Terry Stafford is a young singer who entered into country music via the back door. Basically he is a pop singer. Having enjoyed notable success a little more than ten years ago with Suspicion, a typical pop ballad penned by Doc Pumus and Mort Shuman, who were responsible for countless rock’n’roll and pop hits throughout the 1950s and well into the 1960s. He picked up the song from an Elvis Presley album, added his own distinctive stamp mixed with a commercial arrangement which quickly shot it into the American top ten and also the lower rungs of Britain’s charts.
Like most of the pop fugitives who have steadily built a new career in country music, Terry grew up with the rural music.
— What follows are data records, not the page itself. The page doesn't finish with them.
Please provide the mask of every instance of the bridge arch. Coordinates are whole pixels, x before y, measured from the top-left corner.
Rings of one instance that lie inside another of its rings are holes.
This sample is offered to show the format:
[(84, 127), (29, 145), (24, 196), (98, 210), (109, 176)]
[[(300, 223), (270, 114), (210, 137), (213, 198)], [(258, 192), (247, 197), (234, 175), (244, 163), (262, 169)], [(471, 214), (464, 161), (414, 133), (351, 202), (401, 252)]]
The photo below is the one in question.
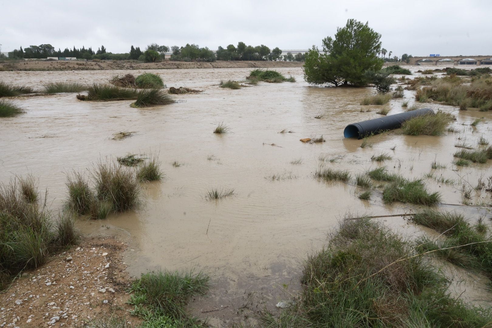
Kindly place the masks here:
[(459, 65), (476, 65), (477, 63), (480, 63), (480, 60), (473, 58), (463, 58), (457, 61)]
[(486, 58), (480, 60), (480, 65), (492, 65), (492, 58)]

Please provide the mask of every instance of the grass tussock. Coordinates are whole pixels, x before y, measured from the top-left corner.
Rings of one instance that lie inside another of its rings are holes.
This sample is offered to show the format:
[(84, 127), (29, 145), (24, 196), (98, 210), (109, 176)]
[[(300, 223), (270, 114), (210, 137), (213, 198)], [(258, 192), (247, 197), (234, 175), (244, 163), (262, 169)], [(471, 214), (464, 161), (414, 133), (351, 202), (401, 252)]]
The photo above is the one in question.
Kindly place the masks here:
[(0, 98), (2, 97), (15, 97), (24, 93), (33, 93), (35, 92), (30, 87), (11, 86), (6, 82), (0, 81)]
[(131, 285), (130, 313), (143, 320), (145, 327), (203, 327), (189, 314), (186, 306), (191, 298), (204, 295), (209, 277), (200, 272), (158, 271), (143, 274)]
[(0, 118), (9, 118), (22, 114), (24, 111), (11, 100), (0, 99)]
[(80, 92), (87, 89), (87, 87), (78, 82), (53, 82), (43, 85), (43, 91), (46, 93)]
[(267, 327), (487, 327), (490, 309), (447, 291), (438, 268), (410, 242), (368, 219), (346, 218), (305, 263), (299, 299)]
[(409, 203), (421, 205), (433, 205), (441, 200), (438, 192), (430, 193), (421, 179), (400, 179), (386, 185), (383, 190), (383, 201)]
[(355, 183), (359, 187), (370, 188), (372, 183), (370, 179), (365, 174), (358, 174), (355, 176)]
[[(38, 194), (37, 189), (30, 192)], [(77, 239), (71, 217), (58, 220), (46, 204), (32, 200), (16, 178), (8, 184), (0, 183), (0, 288), (11, 275), (38, 267), (60, 247)]]
[(348, 171), (321, 167), (314, 172), (314, 177), (326, 181), (346, 182), (350, 179), (350, 173)]
[(413, 136), (440, 136), (444, 134), (454, 119), (453, 115), (437, 111), (434, 115), (422, 115), (405, 121), (401, 124), (401, 129), (405, 134)]
[(388, 173), (388, 170), (384, 167), (368, 171), (367, 175), (371, 179), (377, 181), (394, 182), (403, 179), (403, 177), (400, 175)]
[(392, 96), (387, 93), (377, 93), (364, 97), (361, 100), (361, 105), (384, 105), (391, 100)]
[(373, 155), (370, 158), (371, 160), (376, 161), (376, 162), (383, 162), (386, 160), (391, 159), (392, 158), (393, 158), (392, 157), (385, 152), (377, 156), (376, 156), (375, 154)]
[(214, 133), (218, 133), (219, 134), (222, 133), (226, 133), (231, 129), (227, 125), (224, 124), (223, 122), (219, 123), (216, 127), (215, 127), (215, 129), (214, 130)]
[(233, 189), (221, 189), (215, 188), (207, 192), (207, 198), (209, 199), (221, 199), (234, 194)]
[(142, 108), (174, 103), (172, 97), (159, 89), (144, 89), (137, 92), (137, 100), (130, 107)]
[(478, 243), (459, 247), (452, 251), (439, 251), (436, 254), (457, 265), (483, 270), (489, 277), (492, 277), (492, 243), (488, 242), (491, 239), (486, 225), (479, 222), (472, 225), (462, 214), (430, 209), (416, 214), (413, 220), (418, 224), (447, 236), (444, 240), (423, 240), (425, 243), (420, 246), (422, 250)]
[(105, 83), (94, 83), (87, 89), (87, 95), (78, 95), (77, 99), (92, 101), (130, 100), (137, 99), (138, 95), (134, 89), (120, 88)]
[(362, 199), (365, 201), (368, 201), (370, 199), (371, 196), (372, 195), (372, 192), (370, 190), (366, 190), (364, 192), (361, 193), (359, 195), (359, 199)]
[(381, 109), (380, 109), (379, 110), (378, 110), (377, 112), (376, 112), (376, 114), (380, 114), (381, 115), (384, 115), (385, 116), (386, 116), (386, 115), (388, 115), (388, 113), (389, 113), (390, 111), (391, 110), (391, 108), (390, 107), (390, 106), (385, 106)]
[(488, 159), (492, 159), (492, 146), (486, 149), (476, 150), (462, 149), (453, 155), (454, 157), (471, 161), (473, 163), (486, 163)]
[(92, 179), (96, 197), (109, 202), (113, 210), (123, 212), (138, 208), (142, 188), (133, 170), (114, 162), (99, 162)]
[(147, 158), (137, 171), (137, 178), (139, 181), (160, 180), (164, 174), (160, 170), (161, 162), (157, 155)]
[(239, 84), (239, 82), (237, 81), (232, 81), (232, 80), (228, 80), (226, 81), (221, 80), (218, 85), (220, 88), (227, 88), (234, 90), (240, 89), (241, 88), (241, 85)]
The influence of rock’n’roll temporarily drew him away from the simplicity of country music and for several years he fronted a pop group. His first musical influences were Buddy Holly and Elvis Presley, and even today Presley’s influence can be traced both in his stage act and his vocals.
The last few years have seen country music experimenting with melting together many forms and approaches, which has created new sounds, but also at times has caused a vague and confusing lack of direction in country circles. The influx of pop singers and writers into Nashville has created even more confusion, but has also helped to push many musicians to re-examine their careers, and often to return in a roundabout way to their roots. This is not necessarily a retreat as much as it is a re-affirmation of personality foundation and a re-cycling of styles so that the roots may be used as a home base for further musical exploration. In a way, the influence of pop music and singers on country music in general, has created a much more vibrant and interesting scene than in the past, and all the time the music can be traced back to its roots, then this influence should never be condemned.
Stafford’s style has always been influenced by country music, and his recent recordings in Nashville are not far removed from those pop recordings he made ten years ago in California. Today the pedal steel guitar is still immediately associated with country music, far more so than any other musical style, and it’s the inclusion of the steel that gives his current recordings a country slant.
You don’t have to wear bib overalls, spit tobacco juice and go barefoot to like country music. It appeals to all ages and to people in all walks of life. Terry Stafford is one of those performers who is able to bring a form of country music to a much wider audience than the more traditionally-based singers can. He can interest a much younger audience. The increased youth appeal is that the beat is livelier (and not so corny) and it has simplicity and realism.
His resurgence as a singer, after several years in the musical wilderness, began with the formation of the Atlantic Records’ country label. His first disc cut in Nashville was the pop song, Say, Has Anybody Seen My Sweet Gipsy Rose, which was transformed into a country hit solely because of the fine fiddle work of Buddy Spicher. The basic arrangement was identical to the New York recording by pop group, Dawn, young Stafford letting his richly textured voice undermine the lyrics in memorable fashion.
Terry Stafford has a good voice and a neat line in self-penned songs. His debut album for Atlantic, suitably titled after his first ‘country’ hit, included five originals. The music is precise, well-planned and a pleasure to listen to. Melodies emerge endlessly from his songs. The production by Earl Ball carefully embroiders pop designs on a basic country fabric. Stafford’s voice is hardly country, but it’s well suited to the melancholic tales of heartbreak, love and the joy of living. Among his own songs is tucked Big In Vegas, a hit for Buck Owens a few years ago. A slow and meaningful arrangement serves as a fitting frame for this colourful song-picture given an emotional treatment by Stafford, that is only marred by the terrible pop-styled chorus used at the ending. Road House Country Singer, another self-penned number, is the nearest he comes to capturing the basic ingredient of country songwriting. His other songs, especially Amarillo By Morning and Country Canary, are too close to the contrived pop writing that decorates the charts to mean much to country music fans.
The great quality of Terry Stafford, which is to be found in all country and country-slanted music, is that it’s unpretentious and natural. It requires no effort or language to relate to it. It won’t take much for Stafford to get to you; his persuasive powers are built right into his song stylisation. Polite is perhaps the best way to describe his singing. It’s all very tasteful pop-styled country music.
In a way Stafford is perhaps misplaced in country music, but then again he would find it hard to fit into the current pop scene. A preoccupation with the pop music of 1950s, that safe-and-cosy decade of undiluted colas and hamburgers that didn’t have the feel of re-cycled wood chips, pervades throughout his style. It’s a simple, basic kind of music, and that same simplicity that marked the recordings of Buddy Holly, Rick Nelson, Tommy Roe and numerous other pop idols of the past, continues in the singing style of Terry Stafford.